This means that upon entering a prefix, our system would need to efficiently fetch the top results and return it to the user. And upon searching a full word, it would need to update that word’s frequency so its popularity can be adjusted.

In this post we will explore some ways we can represent search terms in a data structure that allows us to retrieve top results as efficiently as possible.

Note that we have a latency requirement for autocomplete, but not for maintaining whatever data structure we choose - the former has to be near instantaneous, while the latter can be done asynchronously after the user is done with their search.

First pass

The first solution is to maintain a map of all searched words and their frequencies. When a word w0 is searched, loop through all the words, collect those with prefix w0 into a list, sort the list by frequency, and return it. Then, increment w0’s frequency by 1. If N is the total number of words ever searched, L is the average length of a word, and X is a user-specified constant representing the number of results to return, this would take O(N) for looping through all the words, O(L) for checking for prefix match, and O(XlogX) for sorting the resultant list. Ignoring hash collisions, incrementing the frequency is constant. This would give us O(N*L + XlogX) per letter entered!

Prefix trees

Alternatively, we could represent our search space with a prefix tree. A prefix tree consists of a node per letter in a word, and a full word is formed by following the appropriate nodes from the root.

For example, a prefix tree consisting of “beetle” would look like:

root -> b -> be -> bee -> beet -> beetl -> beetle

So upon entering some prefix, an autocomplete operation consists of two parts: 1. finding the prefix node, then 2. traversing the rest of the subtree to find all words that share the common prefix. Our total runtime is now O(L + F^L), F being the average branching factor of a node, and L is once again the average length of a word. Since F is at most 26, the number of letters in the English alphabet, we now have O(L + 26^L) - a vast improvement!

Notice that the more characters we type in, the faster the autocomplete returns, as we spend more time on finding the root node of the subtree (part 1), and less on traversing the subtree (part 2), the latter of which dominates the total time. This is because the longer our prefix, the smaller the subtree of matching characters becomes, and thus the less time it takes to traverse it.

An implementation could look something like below. Once again, here we only care about the time it takes for the autocomplete to return our results, ignoring the cost of maintaining the tree structure, as the user is not blocked on those operations.

class AutocompleteWithTree(object):
    def __init__(self, val="", parent=None, store=True):
        self.val = val
        self.children = {} # maps string value to node object
        self.parent = parent
        self.store = store

    def add(self, val):
        self.add_help(val, 0)

    def add_help(self, val, idx):
        if idx == len(val):
            return
        cur = val[:idx+1]
        if cur not in self.children:
            # Only store final leaf node
            new_node = AutocompleteWithTree(
                val=cur, parent=self,
                store=True if idx == len(val)-1 else False)
            self.children[cur] = new_node
        # Node already exists!
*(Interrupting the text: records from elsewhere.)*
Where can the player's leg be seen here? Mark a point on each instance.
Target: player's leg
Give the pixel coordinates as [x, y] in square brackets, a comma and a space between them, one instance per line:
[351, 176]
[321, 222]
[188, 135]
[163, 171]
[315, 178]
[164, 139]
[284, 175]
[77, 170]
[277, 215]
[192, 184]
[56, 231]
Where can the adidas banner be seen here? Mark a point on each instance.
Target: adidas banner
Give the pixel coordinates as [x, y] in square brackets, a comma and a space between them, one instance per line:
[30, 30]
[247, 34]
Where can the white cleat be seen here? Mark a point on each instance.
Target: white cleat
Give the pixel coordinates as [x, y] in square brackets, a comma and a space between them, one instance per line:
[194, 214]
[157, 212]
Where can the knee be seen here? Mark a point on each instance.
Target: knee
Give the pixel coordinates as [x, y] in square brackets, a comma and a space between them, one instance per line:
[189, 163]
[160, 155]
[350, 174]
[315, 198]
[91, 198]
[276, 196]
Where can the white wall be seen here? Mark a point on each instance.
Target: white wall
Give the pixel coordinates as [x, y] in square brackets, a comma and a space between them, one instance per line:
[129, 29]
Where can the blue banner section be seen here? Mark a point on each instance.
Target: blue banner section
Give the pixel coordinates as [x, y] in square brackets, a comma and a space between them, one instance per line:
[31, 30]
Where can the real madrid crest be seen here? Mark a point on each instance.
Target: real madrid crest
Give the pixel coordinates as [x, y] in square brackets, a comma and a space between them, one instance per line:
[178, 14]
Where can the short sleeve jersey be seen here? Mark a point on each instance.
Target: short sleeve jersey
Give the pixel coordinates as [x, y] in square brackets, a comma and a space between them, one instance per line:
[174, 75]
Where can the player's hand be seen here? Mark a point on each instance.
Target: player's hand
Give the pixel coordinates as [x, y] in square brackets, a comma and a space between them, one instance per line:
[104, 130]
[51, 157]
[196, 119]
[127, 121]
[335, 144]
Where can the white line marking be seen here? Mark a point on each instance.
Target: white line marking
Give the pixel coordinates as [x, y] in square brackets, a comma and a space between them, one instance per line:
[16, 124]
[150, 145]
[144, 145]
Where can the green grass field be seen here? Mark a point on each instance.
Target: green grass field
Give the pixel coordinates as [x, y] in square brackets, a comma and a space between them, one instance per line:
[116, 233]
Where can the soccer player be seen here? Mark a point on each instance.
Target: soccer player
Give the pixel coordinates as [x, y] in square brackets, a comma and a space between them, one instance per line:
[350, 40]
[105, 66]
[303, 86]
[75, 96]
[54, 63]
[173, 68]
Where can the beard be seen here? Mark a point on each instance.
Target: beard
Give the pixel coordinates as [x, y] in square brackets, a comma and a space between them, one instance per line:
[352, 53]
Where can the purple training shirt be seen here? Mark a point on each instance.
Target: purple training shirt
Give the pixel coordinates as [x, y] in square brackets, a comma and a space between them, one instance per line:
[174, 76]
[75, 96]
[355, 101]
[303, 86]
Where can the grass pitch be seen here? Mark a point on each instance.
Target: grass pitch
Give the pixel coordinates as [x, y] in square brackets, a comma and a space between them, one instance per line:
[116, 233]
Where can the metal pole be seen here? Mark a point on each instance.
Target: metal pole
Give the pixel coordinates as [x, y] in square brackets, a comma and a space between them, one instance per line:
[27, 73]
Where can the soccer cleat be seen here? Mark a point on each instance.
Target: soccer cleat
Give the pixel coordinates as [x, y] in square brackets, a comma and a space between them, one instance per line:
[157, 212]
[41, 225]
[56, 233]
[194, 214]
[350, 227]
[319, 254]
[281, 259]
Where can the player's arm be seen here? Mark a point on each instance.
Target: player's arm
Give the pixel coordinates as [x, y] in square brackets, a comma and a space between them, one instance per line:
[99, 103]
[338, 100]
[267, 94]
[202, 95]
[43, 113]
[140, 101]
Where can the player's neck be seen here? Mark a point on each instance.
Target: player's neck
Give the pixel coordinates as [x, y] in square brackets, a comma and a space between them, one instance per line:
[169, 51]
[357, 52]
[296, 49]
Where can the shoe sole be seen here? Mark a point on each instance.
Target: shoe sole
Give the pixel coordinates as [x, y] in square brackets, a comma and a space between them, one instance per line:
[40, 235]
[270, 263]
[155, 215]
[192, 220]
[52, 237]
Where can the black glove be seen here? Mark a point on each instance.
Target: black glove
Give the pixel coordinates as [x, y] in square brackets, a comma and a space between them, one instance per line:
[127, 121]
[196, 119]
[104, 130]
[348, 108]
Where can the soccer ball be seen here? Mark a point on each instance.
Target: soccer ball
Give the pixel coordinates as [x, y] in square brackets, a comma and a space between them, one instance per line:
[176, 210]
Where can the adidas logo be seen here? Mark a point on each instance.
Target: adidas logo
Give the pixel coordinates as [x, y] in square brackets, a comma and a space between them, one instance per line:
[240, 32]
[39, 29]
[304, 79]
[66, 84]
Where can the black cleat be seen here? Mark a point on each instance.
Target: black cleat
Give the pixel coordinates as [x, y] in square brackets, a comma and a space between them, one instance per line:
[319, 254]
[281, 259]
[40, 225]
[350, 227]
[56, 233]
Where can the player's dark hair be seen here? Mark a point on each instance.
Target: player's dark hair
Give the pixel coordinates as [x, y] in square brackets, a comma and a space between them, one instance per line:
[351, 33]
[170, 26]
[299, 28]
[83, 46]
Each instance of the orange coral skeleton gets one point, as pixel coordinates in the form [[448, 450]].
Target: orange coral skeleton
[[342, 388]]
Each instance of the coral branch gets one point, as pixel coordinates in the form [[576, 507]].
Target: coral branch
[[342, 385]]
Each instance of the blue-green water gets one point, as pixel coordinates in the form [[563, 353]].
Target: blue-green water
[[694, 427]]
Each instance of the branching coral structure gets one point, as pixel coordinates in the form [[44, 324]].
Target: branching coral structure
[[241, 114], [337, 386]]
In that case, if we are at the
        # final word in our recursion, store the existing node
        elif idx == len(val)-1:
            self.children[cur].store = True
        child = self.children[cur]
        child.add_help(val, idx+1)

    def find_root(self, word, idx=0):
        prefix = word[:idx + 1]
        for child in self.children.values():
            if child.val == prefix:
                if prefix == word:
                    return child
                return child.find_root(word, idx + 1)
        return None

    def complete_help(self, word, suggestions=[]):
        if not self.children:
            return [self.val] if self.store else []
        child_suggestions = []
        for child in self.children.values():
            child_suggestions.extend(child.complete_help(word, []))
        if self.store:
            suggestions.append(self.val)
        suggestions.extend(child_suggestions)
        return suggestions

    def complete(self, word):
        root = self.find_root(word, 0)
        if not root:
            return []
        return root.complete_help(word, [])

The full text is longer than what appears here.